# Writing with transformer (Danish BERT) 
This is an implementation of a pre-trained transformer model (BERT).

The weights were provided by Mollerhoj from https://github.com/botxo/nordic_bert

The conversion of the weights were done with help from Daniel Varab https://github.com/danielvarab/convert_da_bert 

This notebook shows how transformers can be used for tokenization, maskedLM and writing sentences.

To run this notebook, first download the 'bert-base-danish-uncased-v2' folder, which I have made available here: https://drive.google.com/drive/folders/1TsttvxSAjwJHKu5Onhq7KSEADU5yS7T1?usp=sharing

//By MGM

In [1]:
import torch
import transformers

In [2]:
# Load pre-trained transformer (BERT) model and tokenizer 
model = transformers.BertForMaskedLM.from_pretrained('bert-base-danish-uncased-v2')
tokenizer = transformers.BertTokenizer.from_pretrained('bert-base-danish-uncased-v2')

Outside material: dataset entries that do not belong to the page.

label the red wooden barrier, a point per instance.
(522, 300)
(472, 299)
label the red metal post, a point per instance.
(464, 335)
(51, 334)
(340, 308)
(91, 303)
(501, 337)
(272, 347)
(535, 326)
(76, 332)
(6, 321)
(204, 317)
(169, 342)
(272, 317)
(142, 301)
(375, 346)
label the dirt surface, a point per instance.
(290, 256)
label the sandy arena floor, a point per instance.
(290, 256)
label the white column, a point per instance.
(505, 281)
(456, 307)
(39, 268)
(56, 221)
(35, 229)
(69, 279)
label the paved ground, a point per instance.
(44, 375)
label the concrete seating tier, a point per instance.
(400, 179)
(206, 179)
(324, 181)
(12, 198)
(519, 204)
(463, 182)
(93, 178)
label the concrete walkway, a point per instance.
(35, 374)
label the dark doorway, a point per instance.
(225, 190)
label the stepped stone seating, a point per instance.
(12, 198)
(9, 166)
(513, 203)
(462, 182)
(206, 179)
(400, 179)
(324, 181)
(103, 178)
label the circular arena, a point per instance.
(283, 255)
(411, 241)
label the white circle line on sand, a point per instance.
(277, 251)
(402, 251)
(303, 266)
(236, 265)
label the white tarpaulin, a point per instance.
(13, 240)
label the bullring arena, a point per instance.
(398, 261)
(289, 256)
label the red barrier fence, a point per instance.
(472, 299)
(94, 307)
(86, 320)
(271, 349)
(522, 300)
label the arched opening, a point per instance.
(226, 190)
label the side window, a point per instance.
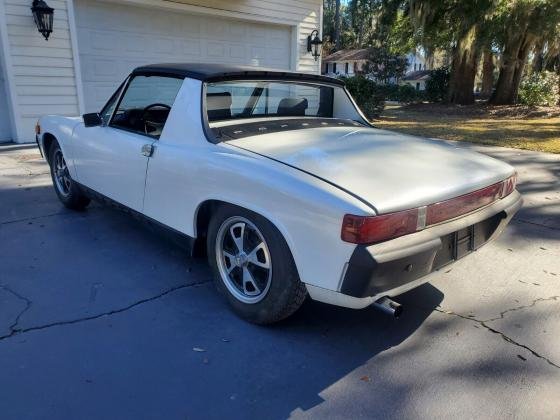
(107, 110)
(146, 103)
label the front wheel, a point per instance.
(68, 192)
(253, 266)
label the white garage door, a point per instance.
(5, 131)
(114, 39)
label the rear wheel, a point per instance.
(67, 190)
(253, 266)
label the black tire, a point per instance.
(286, 292)
(68, 191)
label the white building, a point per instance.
(95, 44)
(349, 62)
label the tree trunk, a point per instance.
(511, 70)
(487, 74)
(463, 69)
(337, 22)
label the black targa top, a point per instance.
(223, 72)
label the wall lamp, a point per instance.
(43, 17)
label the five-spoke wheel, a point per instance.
(253, 265)
(243, 259)
(61, 175)
(68, 191)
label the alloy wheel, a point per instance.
(244, 260)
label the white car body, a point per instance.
(303, 181)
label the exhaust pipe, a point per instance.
(388, 306)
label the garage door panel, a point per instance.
(5, 129)
(113, 39)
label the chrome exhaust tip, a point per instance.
(388, 306)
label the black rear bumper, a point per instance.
(371, 273)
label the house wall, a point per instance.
(45, 77)
(341, 67)
(41, 74)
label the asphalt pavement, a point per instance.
(101, 317)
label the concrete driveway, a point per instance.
(102, 318)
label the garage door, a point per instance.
(113, 39)
(5, 131)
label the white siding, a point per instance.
(42, 72)
(43, 76)
(305, 13)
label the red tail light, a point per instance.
(449, 209)
(369, 229)
(372, 229)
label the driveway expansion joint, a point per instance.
(15, 332)
(516, 219)
(13, 328)
(503, 335)
(518, 308)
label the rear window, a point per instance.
(258, 99)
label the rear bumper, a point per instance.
(393, 267)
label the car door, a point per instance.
(112, 158)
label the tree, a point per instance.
(460, 25)
(523, 24)
(337, 24)
(487, 73)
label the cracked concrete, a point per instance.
(14, 330)
(99, 316)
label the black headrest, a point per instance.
(218, 106)
(292, 107)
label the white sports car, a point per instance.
(293, 192)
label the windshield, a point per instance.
(261, 99)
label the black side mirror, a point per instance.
(92, 120)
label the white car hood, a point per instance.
(390, 171)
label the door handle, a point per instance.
(148, 150)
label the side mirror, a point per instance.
(92, 120)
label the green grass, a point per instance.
(533, 133)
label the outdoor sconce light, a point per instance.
(43, 17)
(314, 44)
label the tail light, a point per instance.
(369, 229)
(373, 229)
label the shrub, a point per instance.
(369, 96)
(405, 94)
(408, 94)
(437, 85)
(539, 89)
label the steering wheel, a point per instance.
(155, 124)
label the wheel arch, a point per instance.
(206, 208)
(48, 141)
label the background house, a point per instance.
(345, 62)
(416, 79)
(96, 43)
(350, 62)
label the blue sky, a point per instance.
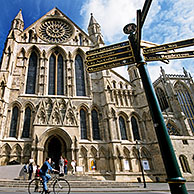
(167, 21)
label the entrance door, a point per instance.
(55, 150)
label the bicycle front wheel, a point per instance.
(35, 186)
(61, 186)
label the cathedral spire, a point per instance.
(18, 22)
(94, 31)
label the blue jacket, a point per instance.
(45, 167)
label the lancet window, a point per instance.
(80, 78)
(14, 122)
(95, 125)
(27, 123)
(32, 72)
(122, 128)
(186, 103)
(162, 99)
(135, 128)
(56, 74)
(83, 124)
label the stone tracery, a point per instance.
(55, 30)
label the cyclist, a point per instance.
(44, 173)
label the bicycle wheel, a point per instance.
(61, 186)
(35, 186)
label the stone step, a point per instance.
(74, 184)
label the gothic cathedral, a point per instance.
(51, 106)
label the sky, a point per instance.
(167, 21)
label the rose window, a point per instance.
(56, 31)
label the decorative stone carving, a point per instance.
(55, 30)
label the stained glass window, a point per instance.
(122, 128)
(162, 99)
(27, 121)
(135, 128)
(95, 125)
(14, 122)
(172, 130)
(56, 74)
(83, 124)
(184, 164)
(31, 79)
(80, 80)
(186, 103)
(60, 76)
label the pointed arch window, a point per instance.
(79, 74)
(56, 74)
(27, 123)
(95, 125)
(186, 103)
(32, 70)
(172, 130)
(14, 122)
(83, 124)
(135, 128)
(122, 128)
(162, 99)
(184, 164)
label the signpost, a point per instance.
(169, 56)
(109, 57)
(169, 46)
(129, 52)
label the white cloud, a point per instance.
(167, 21)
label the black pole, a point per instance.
(174, 178)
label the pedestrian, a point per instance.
(25, 170)
(61, 166)
(44, 173)
(73, 165)
(65, 166)
(37, 176)
(30, 170)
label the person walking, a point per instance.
(30, 170)
(61, 166)
(44, 173)
(65, 166)
(73, 165)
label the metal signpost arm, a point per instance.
(175, 179)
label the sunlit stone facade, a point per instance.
(51, 106)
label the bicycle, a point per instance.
(59, 185)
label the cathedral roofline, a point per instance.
(49, 13)
(19, 16)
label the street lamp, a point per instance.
(141, 167)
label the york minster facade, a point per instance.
(51, 106)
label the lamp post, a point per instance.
(141, 166)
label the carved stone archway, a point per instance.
(53, 143)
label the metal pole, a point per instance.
(141, 166)
(174, 178)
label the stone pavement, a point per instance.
(136, 187)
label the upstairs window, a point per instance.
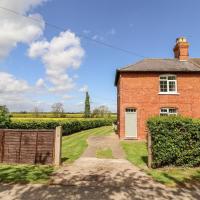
(168, 111)
(168, 84)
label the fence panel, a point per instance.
(27, 146)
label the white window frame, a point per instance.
(168, 113)
(166, 76)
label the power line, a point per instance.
(80, 35)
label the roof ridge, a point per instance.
(194, 62)
(131, 64)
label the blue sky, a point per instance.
(146, 27)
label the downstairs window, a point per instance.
(168, 111)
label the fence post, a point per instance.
(58, 146)
(149, 150)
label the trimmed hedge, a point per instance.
(175, 141)
(69, 127)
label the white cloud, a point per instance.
(112, 31)
(86, 32)
(40, 83)
(9, 84)
(58, 55)
(18, 29)
(67, 97)
(13, 92)
(84, 88)
(97, 37)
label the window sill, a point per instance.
(168, 93)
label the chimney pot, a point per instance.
(181, 49)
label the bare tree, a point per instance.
(57, 109)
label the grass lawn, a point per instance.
(104, 153)
(25, 173)
(136, 153)
(74, 145)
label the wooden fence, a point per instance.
(30, 146)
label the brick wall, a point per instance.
(27, 146)
(140, 90)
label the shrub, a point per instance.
(175, 141)
(4, 117)
(69, 126)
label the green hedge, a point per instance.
(69, 127)
(175, 141)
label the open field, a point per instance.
(136, 153)
(50, 115)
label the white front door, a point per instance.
(131, 123)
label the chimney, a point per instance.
(181, 49)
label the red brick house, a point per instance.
(157, 87)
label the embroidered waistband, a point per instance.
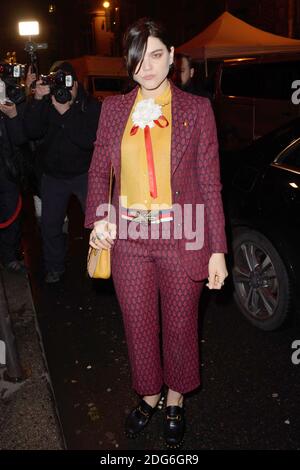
(146, 216)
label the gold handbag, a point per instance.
(99, 260)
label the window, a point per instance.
(264, 80)
(238, 81)
(275, 79)
(109, 84)
(292, 156)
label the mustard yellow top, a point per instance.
(135, 191)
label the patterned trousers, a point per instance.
(148, 277)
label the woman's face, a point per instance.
(155, 66)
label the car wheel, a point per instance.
(261, 284)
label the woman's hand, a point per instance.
(103, 235)
(217, 271)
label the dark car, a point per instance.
(262, 204)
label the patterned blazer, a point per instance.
(195, 176)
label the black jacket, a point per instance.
(12, 140)
(67, 140)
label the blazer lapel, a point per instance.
(183, 120)
(119, 121)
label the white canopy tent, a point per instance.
(229, 36)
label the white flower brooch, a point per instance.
(146, 113)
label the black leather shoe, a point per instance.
(139, 417)
(174, 426)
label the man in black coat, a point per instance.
(11, 137)
(67, 132)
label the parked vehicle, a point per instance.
(262, 202)
(101, 76)
(253, 96)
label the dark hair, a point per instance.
(135, 41)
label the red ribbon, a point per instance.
(14, 216)
(160, 122)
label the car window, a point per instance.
(275, 79)
(108, 84)
(266, 81)
(292, 156)
(238, 81)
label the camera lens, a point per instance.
(62, 95)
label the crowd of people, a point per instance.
(161, 142)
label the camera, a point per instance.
(10, 76)
(60, 84)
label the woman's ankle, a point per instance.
(174, 398)
(152, 400)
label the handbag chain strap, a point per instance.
(110, 191)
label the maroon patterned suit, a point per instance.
(146, 271)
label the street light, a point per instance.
(29, 28)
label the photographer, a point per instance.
(68, 131)
(11, 138)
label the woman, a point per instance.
(162, 145)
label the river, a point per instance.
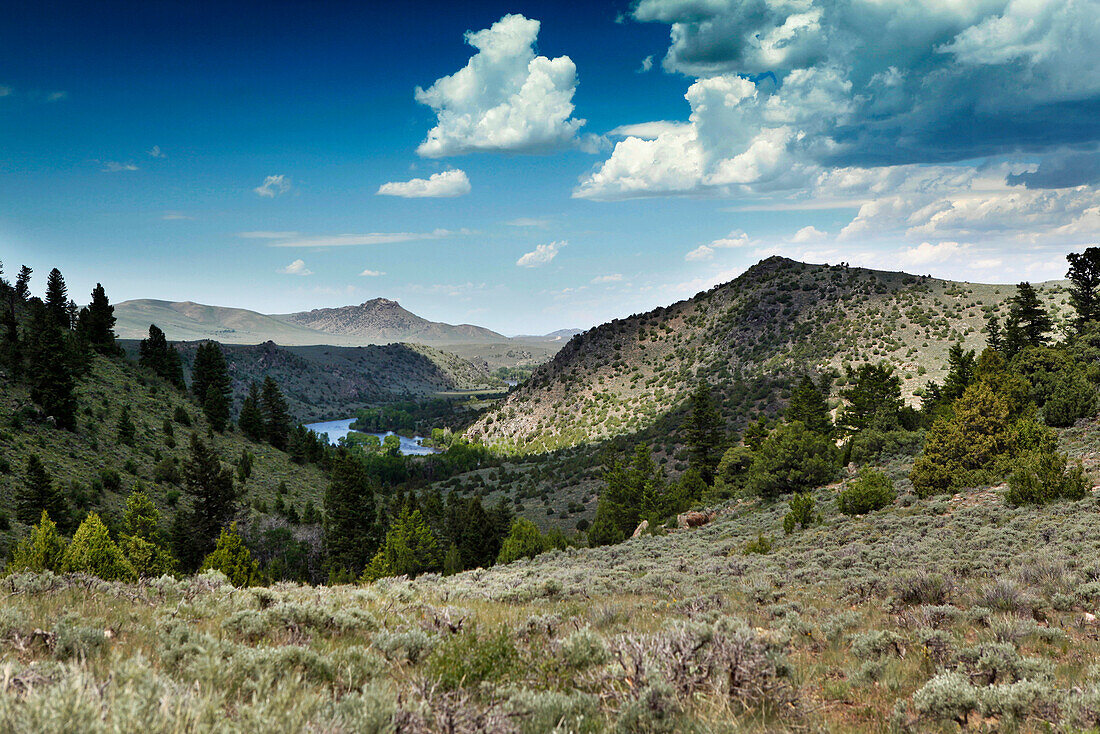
(337, 429)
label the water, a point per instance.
(337, 429)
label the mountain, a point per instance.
(777, 320)
(186, 321)
(332, 382)
(382, 320)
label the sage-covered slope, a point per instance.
(778, 319)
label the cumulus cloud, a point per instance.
(736, 239)
(297, 267)
(505, 99)
(439, 185)
(540, 255)
(273, 186)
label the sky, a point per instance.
(530, 166)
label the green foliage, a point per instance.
(524, 540)
(1045, 475)
(94, 551)
(233, 558)
(468, 659)
(871, 490)
(42, 550)
(802, 513)
(408, 549)
(792, 459)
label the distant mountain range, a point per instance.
(376, 321)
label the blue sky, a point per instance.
(532, 165)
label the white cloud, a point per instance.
(351, 240)
(505, 99)
(297, 267)
(735, 239)
(273, 186)
(116, 166)
(540, 255)
(443, 184)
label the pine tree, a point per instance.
(97, 321)
(807, 405)
(213, 497)
(57, 299)
(48, 369)
(251, 419)
(37, 493)
(1085, 285)
(23, 283)
(276, 415)
(351, 525)
(704, 431)
(994, 335)
(1029, 321)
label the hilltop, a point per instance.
(327, 382)
(778, 319)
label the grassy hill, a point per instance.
(97, 472)
(778, 319)
(333, 382)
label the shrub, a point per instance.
(232, 558)
(466, 659)
(1044, 475)
(802, 513)
(871, 490)
(792, 459)
(92, 551)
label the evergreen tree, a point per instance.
(873, 398)
(251, 419)
(704, 431)
(994, 335)
(48, 369)
(94, 551)
(1085, 285)
(39, 493)
(276, 415)
(809, 406)
(233, 558)
(23, 283)
(1029, 321)
(57, 299)
(97, 321)
(409, 549)
(213, 497)
(352, 533)
(156, 355)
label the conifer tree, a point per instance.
(704, 431)
(48, 369)
(97, 321)
(1029, 321)
(23, 283)
(213, 502)
(1085, 285)
(39, 493)
(352, 533)
(276, 415)
(57, 299)
(807, 405)
(251, 419)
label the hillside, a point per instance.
(382, 320)
(778, 319)
(332, 382)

## Example of tokienization

In [3]:
txt = "Dansk er et skønt sprog"
tokens = tokenizer.tokenize(txt)

print("Tokens:")
print(tokens)
print("")

indexed_tokens = tokenizer.convert_tokens_to_ids(tokens)
print("Token indices:")
print(indexed_tokens)

Tokens:
['dansk', 'er', 'et', 'skønt', 'sprog']

Token indices:
[674, 33, 100, 5192, 1968]


## Predict word(s) using MaskedLM

In [4]:
# Inspired by Daniel Varab

txt_input = "I dag er en [MASK] dag ."

# Add masking
sentence_input = "[CLS] " + txt_input + " [SEP]"
print(sentence_input)

tokens = tokenizer.tokenize(sentence_input)
indexed_tokens = tokenizer.convert_tokens_to_ids(tokens)
# Get index of masking
mask_index = tokens.index("[MASK]")

# Convert tokens to a tensor
tokens_tensor = torch.tensor([indexed_tokens])
segments_ids = [0] * len(indexed_tokens)
segments_tensors = torch.tensor([segments_ids])

# We don't want PyTorch to calculate the gradients
with torch.no_grad():
    outputs = model(tokens_tensor, token_type_ids=segments_tensors)
    predictions = outputs[0]

predicted_index = torch.argmax(predictions[0, mask_index]).item()
predicted_token = tokenizer.convert_ids_to_tokens(predicted_index)

print("Predicted token: " + predicted_token)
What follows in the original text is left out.